Nach einigem hin und her kamen wir darauf, das in den vermeintlich leerstehenden Häusern an der Grenze die botswanischen Behörden saßen und uns mit offenem Mund durch das Fenster beobachteten wie zwei Milchhäutige im Schritttempo an ihnen vorbeifuhren und die Grenze passierten.

Es war für uns wirklich nicht zu erkennen, denn kurz davor bei den "Anderen", der Namibiagrenzposten wie wir später erfuhren, waren all die Leute ,dann die lange Einreiseprozedur und das Schild mit Willkommen in Botswana. Aber so lange wir rasch und sofort zu Grenze fahren und die ganzen Formularitäten tätigen wäre es auch nicht weiter ein Problem.
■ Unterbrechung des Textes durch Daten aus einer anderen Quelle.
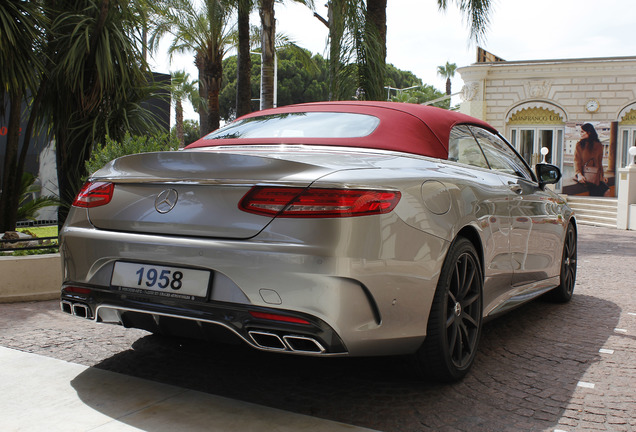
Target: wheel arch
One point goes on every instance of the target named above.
(470, 233)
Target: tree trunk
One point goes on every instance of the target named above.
(244, 61)
(213, 79)
(268, 37)
(376, 22)
(11, 173)
(335, 16)
(179, 122)
(204, 128)
(376, 14)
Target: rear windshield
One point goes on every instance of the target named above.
(300, 125)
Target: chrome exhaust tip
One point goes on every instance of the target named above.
(67, 307)
(303, 344)
(268, 341)
(80, 310)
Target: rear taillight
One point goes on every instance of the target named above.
(94, 194)
(317, 202)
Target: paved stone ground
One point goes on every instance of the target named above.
(543, 367)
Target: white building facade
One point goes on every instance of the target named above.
(543, 103)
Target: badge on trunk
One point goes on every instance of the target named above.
(166, 200)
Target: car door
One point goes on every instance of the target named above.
(489, 199)
(535, 228)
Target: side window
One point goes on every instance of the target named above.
(500, 155)
(463, 148)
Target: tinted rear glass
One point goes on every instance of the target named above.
(300, 125)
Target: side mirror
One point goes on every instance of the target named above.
(547, 174)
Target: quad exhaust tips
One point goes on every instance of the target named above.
(293, 343)
(76, 309)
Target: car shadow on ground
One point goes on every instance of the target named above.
(525, 373)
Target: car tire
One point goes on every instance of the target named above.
(454, 324)
(563, 293)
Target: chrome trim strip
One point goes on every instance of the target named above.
(118, 309)
(284, 346)
(320, 347)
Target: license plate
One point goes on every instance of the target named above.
(163, 281)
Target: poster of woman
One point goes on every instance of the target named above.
(587, 166)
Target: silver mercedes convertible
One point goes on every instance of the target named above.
(323, 229)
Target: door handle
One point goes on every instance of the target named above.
(515, 187)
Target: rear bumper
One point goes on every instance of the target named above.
(362, 297)
(218, 322)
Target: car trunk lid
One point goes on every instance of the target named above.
(193, 193)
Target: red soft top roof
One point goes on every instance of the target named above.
(403, 127)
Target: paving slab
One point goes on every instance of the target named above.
(39, 393)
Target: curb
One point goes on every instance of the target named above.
(30, 278)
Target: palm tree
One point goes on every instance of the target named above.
(244, 59)
(21, 40)
(206, 32)
(477, 11)
(31, 201)
(182, 88)
(97, 82)
(268, 49)
(448, 72)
Wir also wieder raus aus dem Boot die Dokumente geholt und wieder eine Dreiviertelstunde zurück zur Grenze gefahren. Dort angekommen wurden wir schon erwartet und als Crazy Guy's begrüßt. Nach dem wir den Beamten die gestrige Sachlage schilderten, hatten diese sich schnell wieder beruhigt und wir wurden freundlich in das Einreiseprozedere gewunken. Wieder viele Stempeln in den Reisepass und der Hinweis das 60 Botswanadollar zu bezahlen wären. Die hatten wir natürlich nicht, es gab auch keine Möglichkeit außer in Botswana selber an die Währung zu kommen und Namibdollar bzw. Visa wurde nicht akzeptiert. Somit einigten wir uns darauf das Geld in unserem Camp abzuheben und am nächsten Tag bei unserer Rückfahrt zu bezahlen, was wir sehr zuvorkommend und unkompliziert fanden. Getrieben von der Fischlust sind wir so schnell wie möglich zurück und sofort ins Boot gestiegen.
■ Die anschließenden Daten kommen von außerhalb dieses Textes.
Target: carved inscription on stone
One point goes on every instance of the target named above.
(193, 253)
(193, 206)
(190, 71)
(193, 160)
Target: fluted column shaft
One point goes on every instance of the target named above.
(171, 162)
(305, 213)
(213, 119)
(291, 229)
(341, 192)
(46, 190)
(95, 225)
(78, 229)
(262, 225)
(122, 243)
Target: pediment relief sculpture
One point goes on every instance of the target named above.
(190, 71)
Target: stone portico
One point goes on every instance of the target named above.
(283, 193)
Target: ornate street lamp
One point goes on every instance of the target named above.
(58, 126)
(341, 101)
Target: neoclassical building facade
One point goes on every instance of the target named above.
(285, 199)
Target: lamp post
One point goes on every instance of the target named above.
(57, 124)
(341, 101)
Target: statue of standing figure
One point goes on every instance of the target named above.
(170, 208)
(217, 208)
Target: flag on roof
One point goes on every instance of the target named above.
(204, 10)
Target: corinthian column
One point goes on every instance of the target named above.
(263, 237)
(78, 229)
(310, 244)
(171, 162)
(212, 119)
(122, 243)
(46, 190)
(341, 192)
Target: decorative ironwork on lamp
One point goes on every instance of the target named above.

Der Guide meinte wir würden ein wenig Flussauf fahren und versuchen mit leichtem Spinnzeug einen Bream als Köderfisch zu fangen. Mit diesen Breamfilets sollten wir später mit dem freitreibenden Köder ohne Blei, also Freelining, per Boot den Fluss herunter driften. Einzig die Tatsache das der Fluss schon durch die Regenzeit langsam zum steigen beginnt und das Wasser trüber wird, macht die Sache mit den Bream's nicht einfach. Diese ziehen nämlich bei Hochwasser in die überschwemmten Ufer und deren folgenden Sümpfen und Graslandschaften. Dort setzten sie ihren Laich in das geflutete Grasland und sind dadurch im Hauptfluss sehr schwer zu fangen. Die Erwartung durch Spinnfischen an so einen Köder zu kommen war relativ gering und so fuhren wir los verzaubert durch die Landschaft rings um uns. Nach einigen Kilometern stoppte er das Boot und ich montierte mir einen kleinen roten Mepps. Synchron warfen wir an der Papyruskante unser Blech ins Wasser und zogen es einige Meter zurück zum treibendem Boot. Um uns wieder hunderte Geräusche die uns die Gänsehaut nicht weichen ließen, die Sonne brannte erbarmungslos auf uns nieder und ich Idiot hatte in der Aufregung mit der Grenze bei meiner ersten Ausfahrt gleich den Hut vergessen. Ein Kardinalfehler. So band ich mir zur Belustigung von vorbeifahrenden einheimischen Fischern auf ihren Einbäumen mein Tropenhemd zu einem Turban am Kopf zusammen.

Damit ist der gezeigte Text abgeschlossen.